# Do you have an inquiring mind with your musical appreciation?



## presto (Jun 17, 2011)

I say this as I’m constantly wanting to find out what other composers were doing when the greats were composing their masterpieces.
Often these so called “second rate” composers were composing music far greater and far in advanced than you would be lead to believe. 
It’s absolutely fascinating how much really fine but unfamiliar music there is coming to light at the moment.
I find all this far more interesting than just listening to the standard repertory and comparing endless versions of the same work.
Anyone else feel the same?


----------



## Polednice (Sep 13, 2009)

I don't think it's helpful to separate composers into 'big names' and 'underdogs'. Either way, you're going to end up not appreciating some music as you should - either turning away from the big names because you think they get too much attention (irrelevant to the music), or never even noticing the underdogs because of your obsession with big names (irrelevant to the music).

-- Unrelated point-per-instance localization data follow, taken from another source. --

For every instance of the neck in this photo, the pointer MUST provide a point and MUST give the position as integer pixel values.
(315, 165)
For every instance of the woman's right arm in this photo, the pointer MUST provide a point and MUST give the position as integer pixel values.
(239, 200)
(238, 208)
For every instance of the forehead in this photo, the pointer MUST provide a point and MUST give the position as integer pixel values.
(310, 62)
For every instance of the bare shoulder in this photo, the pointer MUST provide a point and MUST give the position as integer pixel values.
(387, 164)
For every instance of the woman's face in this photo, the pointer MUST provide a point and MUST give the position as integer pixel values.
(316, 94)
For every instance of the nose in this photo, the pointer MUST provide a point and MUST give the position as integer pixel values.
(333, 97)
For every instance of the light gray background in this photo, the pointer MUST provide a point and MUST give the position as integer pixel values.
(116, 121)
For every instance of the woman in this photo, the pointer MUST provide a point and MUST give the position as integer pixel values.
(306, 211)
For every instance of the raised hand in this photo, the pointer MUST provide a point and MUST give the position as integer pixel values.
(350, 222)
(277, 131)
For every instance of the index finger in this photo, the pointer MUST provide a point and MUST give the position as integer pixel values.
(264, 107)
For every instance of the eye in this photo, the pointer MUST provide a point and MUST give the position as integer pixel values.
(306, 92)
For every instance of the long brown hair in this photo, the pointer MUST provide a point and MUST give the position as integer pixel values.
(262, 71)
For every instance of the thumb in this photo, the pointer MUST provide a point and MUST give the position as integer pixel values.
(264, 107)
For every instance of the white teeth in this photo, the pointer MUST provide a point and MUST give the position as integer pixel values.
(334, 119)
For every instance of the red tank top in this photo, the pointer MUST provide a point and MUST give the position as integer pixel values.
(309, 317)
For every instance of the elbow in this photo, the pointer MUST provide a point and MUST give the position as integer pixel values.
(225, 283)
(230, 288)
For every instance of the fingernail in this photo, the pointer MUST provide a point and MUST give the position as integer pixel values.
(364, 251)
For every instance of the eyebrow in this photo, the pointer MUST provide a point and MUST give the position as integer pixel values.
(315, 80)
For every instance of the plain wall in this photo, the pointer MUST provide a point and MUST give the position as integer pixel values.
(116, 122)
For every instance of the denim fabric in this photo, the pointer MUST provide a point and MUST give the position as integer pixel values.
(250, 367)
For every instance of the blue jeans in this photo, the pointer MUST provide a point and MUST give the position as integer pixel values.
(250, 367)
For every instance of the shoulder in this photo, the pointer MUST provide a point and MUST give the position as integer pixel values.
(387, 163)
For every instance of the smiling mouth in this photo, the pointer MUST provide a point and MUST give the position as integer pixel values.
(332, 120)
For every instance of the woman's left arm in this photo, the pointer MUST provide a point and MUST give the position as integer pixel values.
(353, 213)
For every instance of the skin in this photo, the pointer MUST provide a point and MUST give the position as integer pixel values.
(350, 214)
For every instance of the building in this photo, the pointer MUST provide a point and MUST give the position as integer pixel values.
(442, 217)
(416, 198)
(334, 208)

I just think it's healthy to be aware of historical context, and composers of all varieties in that period, and then just listen to whatever you like the sound of.


----------



## Couchie (Dec 9, 2010)

I couldn't agree less. Actually I'm sick of this old potato that the more obscure the music you listen to the more applause you deserve.


----------



## Webernite (Sep 4, 2010)

There are a lot of obscure gems out there, but I'm still generally of the opinion that the best composers are the famous dead ones.


----------